President Obama has been "maddeningly tentative" in his handling of the Syria situation, and one big reason for that is the lack of public support in the US, writes Jonathan Tepperman in the New York Times. One week-old poll shows that just 29% of Americans are in favor of airstrikes. But—as the Gulf War, Kosovo, and Libya have taught us—it is possible for the administration to get the public to come around. (Approval ratings for the Kosovo campaign, for example, jumped 22 points between beginning and end.) Tepperman reviews those recent conflicts and draws lessons from them:
- Obama must get Congress and international allies on board. In the case of the Gulf War, getting Congress to back the plan reassured the public. NATO authorized the Kosovo campaign and the UN supported the Libya campaign—support that acted as a reassuring "second opinion" for Americans.

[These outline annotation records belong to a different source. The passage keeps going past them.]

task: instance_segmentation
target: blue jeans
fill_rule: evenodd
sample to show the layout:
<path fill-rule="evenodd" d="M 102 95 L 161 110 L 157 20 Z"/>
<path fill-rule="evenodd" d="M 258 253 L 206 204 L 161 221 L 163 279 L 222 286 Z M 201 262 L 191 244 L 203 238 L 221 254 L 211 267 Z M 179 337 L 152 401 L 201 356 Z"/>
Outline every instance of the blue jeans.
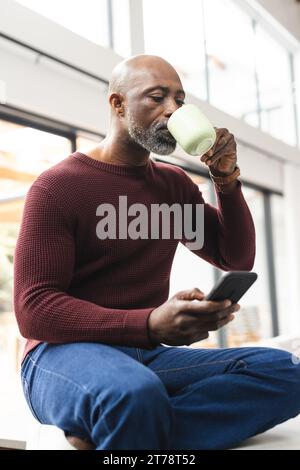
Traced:
<path fill-rule="evenodd" d="M 300 365 L 269 348 L 43 343 L 22 383 L 41 423 L 96 449 L 226 449 L 300 413 Z"/>

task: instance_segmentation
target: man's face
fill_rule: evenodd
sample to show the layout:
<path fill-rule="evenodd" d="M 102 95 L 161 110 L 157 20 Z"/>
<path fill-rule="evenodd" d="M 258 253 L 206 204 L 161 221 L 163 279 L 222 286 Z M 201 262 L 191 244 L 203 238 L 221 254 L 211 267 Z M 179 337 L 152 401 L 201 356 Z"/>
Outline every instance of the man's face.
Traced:
<path fill-rule="evenodd" d="M 127 93 L 126 124 L 131 139 L 149 152 L 170 155 L 176 140 L 167 129 L 169 117 L 184 104 L 179 79 L 137 79 Z"/>

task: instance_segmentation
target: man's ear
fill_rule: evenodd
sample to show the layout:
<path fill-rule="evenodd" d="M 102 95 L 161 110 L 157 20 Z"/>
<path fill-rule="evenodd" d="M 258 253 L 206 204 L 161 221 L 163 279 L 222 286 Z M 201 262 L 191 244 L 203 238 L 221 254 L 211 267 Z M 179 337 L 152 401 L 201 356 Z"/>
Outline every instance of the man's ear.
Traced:
<path fill-rule="evenodd" d="M 124 116 L 124 97 L 119 93 L 112 93 L 109 97 L 109 104 L 111 105 L 113 112 L 121 117 Z"/>

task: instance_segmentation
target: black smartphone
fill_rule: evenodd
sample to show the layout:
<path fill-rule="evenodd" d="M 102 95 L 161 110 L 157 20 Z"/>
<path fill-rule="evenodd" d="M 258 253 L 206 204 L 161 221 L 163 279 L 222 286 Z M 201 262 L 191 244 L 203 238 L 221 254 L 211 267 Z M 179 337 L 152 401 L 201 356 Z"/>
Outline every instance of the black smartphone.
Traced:
<path fill-rule="evenodd" d="M 217 301 L 229 299 L 236 304 L 256 279 L 257 274 L 254 272 L 234 271 L 227 273 L 219 279 L 205 299 Z"/>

- He clearly and loudly must make the case. "The president needs to sell, sell, and sell," Tepperman writes. George HW Bush did this perfectly by focusing not on "Kuwait’s territorial integrity" but on the price of oil. Obama must "explain in blunt terms why Syria’s civil war and the use of chemical weapons there matters ... [and] make US objectives and strategy clear. And then he should repeat his case loudly and often."
- Keep the campaign short and cheap ... and hope it's successful. "Americans really like winning," and the fact that the Gulf War, Kosovo, and Libya ended with America on the victor's side in a relatively short amount of time is "perhaps the biggest reason the public changed its mind."